L'AI Act de l'Union européenne entre dans sa phase d'application la plus large
- Dorcas Inema
- 2 août
- 3 min de lecture

La Commission européenne, par l'intermédiaire de son Bureau de l'IA et des autorités nationales compétentes, a commencé le 2 août 2026 à faire appliquer une nouvelle vague de dispositions du règlement sur l'intelligence artificielle (AI Act), dont de nouvelles obligations de transparence un jalon réglementaire majeur pour tout acteur déployant des systèmes d'IA sur le marché européen, où qu'il soit établi.
Contexte
Adopté sous le numéro de règlement 2024/1689, l'AI Act est le premier cadre juridique complet au monde consacré à l'intelligence artificielle. Il repose sur une approche fondée sur le risque, classant les systèmes d'IA en quatre catégories : risque inacceptable (interdit), risque élevé (fortement encadré), risque limité (soumis à des obligations de transparence) et risque minimal (largement libre de contraintes).
Le texte prévoit également un régime distinct pour les modèles d'IA à usage général (GPAI), qui peuvent alimenter aussi bien des systèmes à risque faible qu'élevé. Les interdictions visant les pratiques jugées inacceptables sont en vigueur depuis février 2025, et les obligations applicables aux fournisseurs de GPAI depuis août 2025.
Ce qui a changé ce week-end
Depuis dimanche, l'article 50 impose que toute interaction avec un agent conversationnel soit signalée à l'utilisateur comme telle, et que les contenus synthétiques ou trompeurs (deepfakes) soient clairement identifiés comme tels.

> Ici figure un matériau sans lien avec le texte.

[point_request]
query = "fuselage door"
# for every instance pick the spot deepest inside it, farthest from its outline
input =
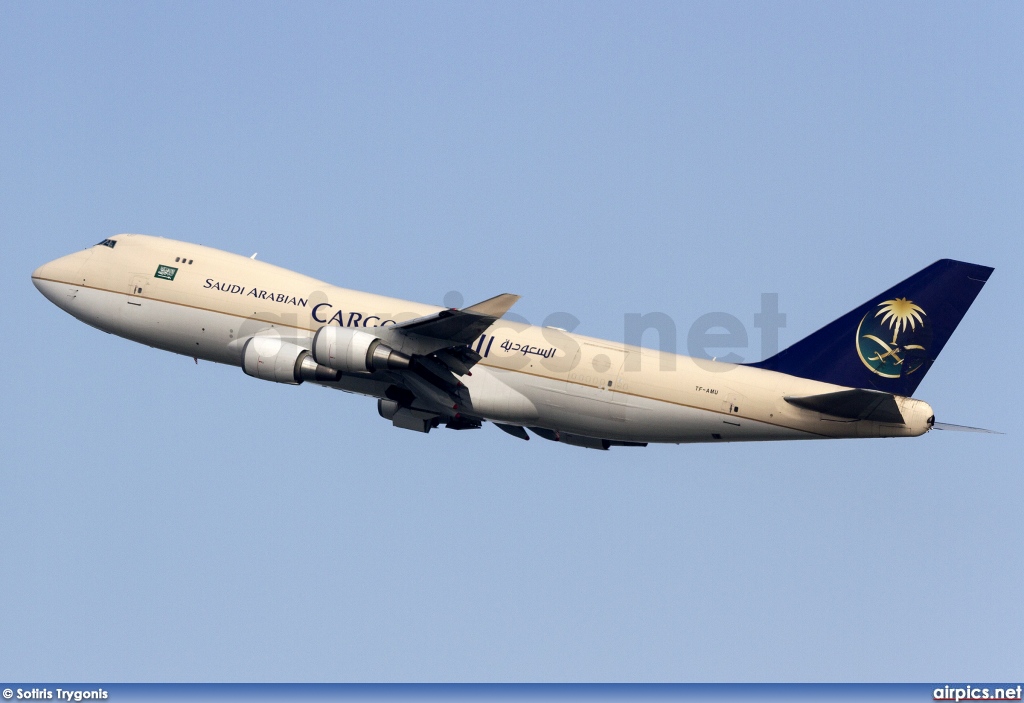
(136, 289)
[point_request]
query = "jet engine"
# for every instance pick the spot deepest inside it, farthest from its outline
(270, 359)
(355, 351)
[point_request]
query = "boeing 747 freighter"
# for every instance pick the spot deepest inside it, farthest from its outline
(430, 366)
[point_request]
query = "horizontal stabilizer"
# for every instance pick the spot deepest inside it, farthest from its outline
(963, 428)
(854, 404)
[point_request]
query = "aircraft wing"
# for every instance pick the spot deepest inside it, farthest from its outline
(460, 326)
(439, 351)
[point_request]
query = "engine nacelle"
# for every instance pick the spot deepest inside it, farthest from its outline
(270, 359)
(355, 351)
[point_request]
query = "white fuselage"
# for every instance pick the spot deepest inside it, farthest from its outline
(528, 376)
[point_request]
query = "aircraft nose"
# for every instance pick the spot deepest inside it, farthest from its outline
(53, 278)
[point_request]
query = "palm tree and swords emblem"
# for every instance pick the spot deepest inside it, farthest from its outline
(893, 357)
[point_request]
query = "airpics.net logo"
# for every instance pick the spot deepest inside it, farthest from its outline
(977, 693)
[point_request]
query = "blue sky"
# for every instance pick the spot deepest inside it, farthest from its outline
(167, 521)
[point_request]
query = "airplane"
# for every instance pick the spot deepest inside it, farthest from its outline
(429, 366)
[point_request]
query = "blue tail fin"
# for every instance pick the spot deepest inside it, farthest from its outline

Le Bureau de l'IA a par ailleurs officiellement obtenu le pouvoir de sanctionner les fournisseurs de modèles à usage général qui ne respecteraient pas leurs obligations de documentation technique, de transparence sur les données d'entraînement et de conformité au droit d'auteur européen. Les modèles jugés à « risque systémique »un seuil technique fixé à environ 10²⁵ opérations de calcul lors de l'entraînement restent soumis à des exigences renforcées : tests contradictoires, gestion de la cybersécurité et signalement des incidents graves au Bureau de l'IA sous 15 jours ouvrables.
Les sanctions prévues restent parmi les plus sévères du droit européen : jusqu'à 35 millions d'euros ou 7 % du chiffre d'affaires mondial pour les pratiques interdites, 15 millions d'euros ou 3 % pour les autres manquements aux obligations du règlement, et 7,5 millions d'euros ou 1 % pour la transmission d'informations incorrectes ou trompeuses aux autorités.
Un calendrier partiellement redessiné
Le 2 août ne marque toutefois pas l'entrée en vigueur de l'ensemble du dispositif « risque élevé » initialement prévu à cette date. Un accord dit « Omnibus numérique », conclu au printemps 2026 et approuvé par le Conseil fin juin, reporte les obligations applicables aux systèmes à risque élevé de l'annexe III recrutement, notation de crédit, biométrie, entre autres à décembre 2027, et celles concernant les systèmes intégrés à des produits (annexe I) à août 2028. Ce report ne touche en revanche ni les obligations de transparence de l'article 50, ni les pouvoirs de sanction désormais applicables aux fournisseurs de GPAI, pleinement effectifs depuis le week-end.
Et maintenant ?
Les entreprises qui déploient des chatbots, des générateurs de contenu ou des modèles d'IA à usage général à destination du marché européen doivent désormais démontrer leur conformité aux nouvelles règles de transparence, sous peine de s'exposer à des amendes pouvant atteindre plusieurs dizaines de millions d'euros.
Le report des obligations les plus lourdes liées aux systèmes à haut risque offre un répit aux secteurs concernés par l'annexe III, mais la portée extraterritoriale du règlement qui s'applique à toute entité dont les systèmes d'IA affectent des personnes situées dans l'Union laisse présager que l'AI Act continuera, dans les mois à venir, de façonner la conformité des acteurs technologiques bien au-delà des frontières européennes.